Y A R G I T A Y K A R A R I

Davacı, davalının 01/05/2015 tarihinde dava konusu mecuru kiralayıp, 17/04/2017 tarihinde tahliye ettiğini, sözleşmenin hususi şartlar 6. maddesinde kiralananın ilk teslim alındığı gibi teslim edileceğinin kararlaştırıldığını, kiracının kiralananı tahrip edip malzemeleri de söküp götürdüğünü belirterek, fazlaya ilişkin hakları saklı kalmak kaydı ile, kiralanandaki hasar ve söküp götürülen malzemelerden kaynaklanan 125.000TL tazminatın 17/04/2017 tarihinden itibaren işleyecek yasal faizi ile birlikte davalıdan tahsiline karar verilmesini istemiştir.
Davalı kiracı, kiralananla ilgili alınmış yıkım kararı bulunduğunu, zararlardan da sorumlu tutulamayacaklarını bildirerek davanın reddini dilemiştir.
İlk derece mahkemesince, hor kullanımla ilgili davalı kiracıya yazılı bir bildirim yapılmadığı, zarara ilişkin de bir tespit yaptırılmadığı, tahliye sonrasında da taşınmazın yıkıldığı anlaşıldığından davanın reddine karar verilmiş, hüküm davacı vekili tarafından istinaf edilmiştir.
Bölge adliye mahkemesince, Mahkemece her ne kadar TBK’nun 335. maddesi uyarınca kiraya verenin geri verme sırasında kiralananın durumunu gözden geçirmek ve eksiklikleri yazılı olarak bildirmek zorunda olduğu kabul edilerek davanın reddine karar
verilmiş ise de bina yıkılmış olduğundan kiralananın durumunun gözden geçirilmesi somut olayda mümkün değildir. Bina 6306 sayılı yasa kapsamında yıkıldığına göre, davacı hor kullanım nedeniyle eski hale getirme giderini isteyemez. Kiracı taşınmaza ait demirbaşları söküp götürmüş ise bu demirbaşların enkaz değerinin mevcut olması durumunda enkaz değerine ilişkin bedeli isteyebilir.
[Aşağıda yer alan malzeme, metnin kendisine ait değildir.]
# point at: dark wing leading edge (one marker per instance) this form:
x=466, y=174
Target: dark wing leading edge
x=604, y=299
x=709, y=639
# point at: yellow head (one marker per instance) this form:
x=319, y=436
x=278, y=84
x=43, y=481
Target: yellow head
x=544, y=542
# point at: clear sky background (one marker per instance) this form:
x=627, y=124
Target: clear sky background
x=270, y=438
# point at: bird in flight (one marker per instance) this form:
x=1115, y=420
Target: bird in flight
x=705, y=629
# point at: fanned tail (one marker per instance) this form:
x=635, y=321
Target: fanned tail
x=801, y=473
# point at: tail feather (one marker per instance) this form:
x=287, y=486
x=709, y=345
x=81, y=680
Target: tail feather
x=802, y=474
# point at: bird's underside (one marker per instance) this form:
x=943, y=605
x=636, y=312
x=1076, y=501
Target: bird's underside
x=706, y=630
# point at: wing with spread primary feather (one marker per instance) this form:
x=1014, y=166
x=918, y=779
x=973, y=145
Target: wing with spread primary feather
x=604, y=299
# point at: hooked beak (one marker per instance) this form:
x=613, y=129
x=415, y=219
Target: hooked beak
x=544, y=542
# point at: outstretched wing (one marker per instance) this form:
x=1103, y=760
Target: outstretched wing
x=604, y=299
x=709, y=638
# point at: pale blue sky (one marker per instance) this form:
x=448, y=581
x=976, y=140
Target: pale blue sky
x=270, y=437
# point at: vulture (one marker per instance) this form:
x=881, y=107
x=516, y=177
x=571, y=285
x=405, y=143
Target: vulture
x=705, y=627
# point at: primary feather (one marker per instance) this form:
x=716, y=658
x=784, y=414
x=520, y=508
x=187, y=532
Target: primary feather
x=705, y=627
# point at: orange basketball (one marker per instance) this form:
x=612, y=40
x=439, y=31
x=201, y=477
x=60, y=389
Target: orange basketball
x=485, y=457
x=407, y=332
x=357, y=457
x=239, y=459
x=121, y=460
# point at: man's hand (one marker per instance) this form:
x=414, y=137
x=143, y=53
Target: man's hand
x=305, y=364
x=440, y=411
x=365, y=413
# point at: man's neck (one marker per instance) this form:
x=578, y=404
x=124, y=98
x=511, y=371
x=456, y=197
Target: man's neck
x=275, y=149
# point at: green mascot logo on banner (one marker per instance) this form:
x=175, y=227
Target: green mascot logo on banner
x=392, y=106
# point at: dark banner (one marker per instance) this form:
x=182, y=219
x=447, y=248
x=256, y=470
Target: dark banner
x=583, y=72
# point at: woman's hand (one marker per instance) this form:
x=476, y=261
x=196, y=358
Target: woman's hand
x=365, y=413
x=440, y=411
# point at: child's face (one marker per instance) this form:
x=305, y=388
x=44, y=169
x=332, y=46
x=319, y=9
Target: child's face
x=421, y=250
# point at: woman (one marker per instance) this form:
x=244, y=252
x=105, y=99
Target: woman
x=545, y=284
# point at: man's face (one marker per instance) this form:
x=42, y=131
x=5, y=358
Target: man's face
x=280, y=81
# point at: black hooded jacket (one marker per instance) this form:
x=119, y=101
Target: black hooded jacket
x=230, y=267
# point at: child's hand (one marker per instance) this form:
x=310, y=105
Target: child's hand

Ancak davacı, istinaf dilekçesinde dava konusunu kiralanandan sökülen malzeme bedeli olarak açıklamış olup, HMK’nun 357/1 maddesi uyarınca ilke derece mahkemesinde ileri sürülmeyen iddia ve savunmaların dinlenmesi mümkün olmadığından, davacının herhangi bir zarara uğramadığı, bu durumda hasar bedelinin istenemeyeceği kabul edilerek ve gerekçe değiştirilmek suretiyle davacı vekilinin istinaf başvurusunun HMK 353/1-b-1 gereğince esastan reddine karar verilmiş, hüküm davacı vekili tarafından temyiz edilmiştir.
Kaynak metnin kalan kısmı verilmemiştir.